VLAN interfaces vs. bridge with VLAN filtering

I’ve recently tried to configure a hAP AC with the following setup:

  • 3 VLANS: one for management, one for the “guest” network, one for the “trusted” network
  • only 1 ethernet port in use; on this port traffic from all VLANs arrives tagged
  • Both 2.4Ghz and 5GHz WiFi interfaces configured for the guest network, configured with VLAN tagging to the guest VLAN
  • Under each WiFi interface a virtual AP for the trusted network, configured with VLAN tagging to the trusted VLAN

After reading many forums online, I first tried to create VLAN interfaces for the WiFi interfaces and for the virtual AP “interfaces”, to bridge those with VLAN interfaces of my ethernet port. I read a post about doing this with a single bridge, VLAN filtering disabled, but it seems if you create a VLAN interface then the traffic is untagged and this mixes the VLANs. Little did I know at the time about VLAN configuration in RouterOS.

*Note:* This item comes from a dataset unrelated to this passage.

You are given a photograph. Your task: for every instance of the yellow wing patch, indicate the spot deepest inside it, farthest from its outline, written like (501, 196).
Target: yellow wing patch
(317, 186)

After reading up on the bridge configuration I enabled VLAN filtering on my bridge, and used the WiFi & virtual AP interfaces directly in the bridge. I did not remove the VLAN interface for the management VLAN. This worked for the WiFi, but unfortunately after some time the router stopped responding on the management IP and I’m now basically locked out from all configuration interfaces. WiFi is finally working properly however with devices ending up on the proper VLAN.

Is the approach of having one VLAN interface for the management vlan on, e.g., ether1, incompatible with also adding ether1 to a bridge with VLAN filtering? In the VLANs of the bridge, the management VLAN ID was not defined.

Yes, it is incompatible. You cannot make a physical interface a member of two different master structures. So ether1 can either be a member port of a bridge, or a direct carrier interface for an /interface vlan, but not both simultaneously. Unfortunately, some parts of ROS configuration management still do not detect that you attempt to configure something like that so they don’t reject such command.

Also, VLAN filtering is not the same like enabling VLANs. Use of VLANs is always enabled on bridges; VLAN filtering means that membership of individual ports in particular VLANs can be controlled. Without VLAN filtering, all VLANs are permitted on all ports of the bridge.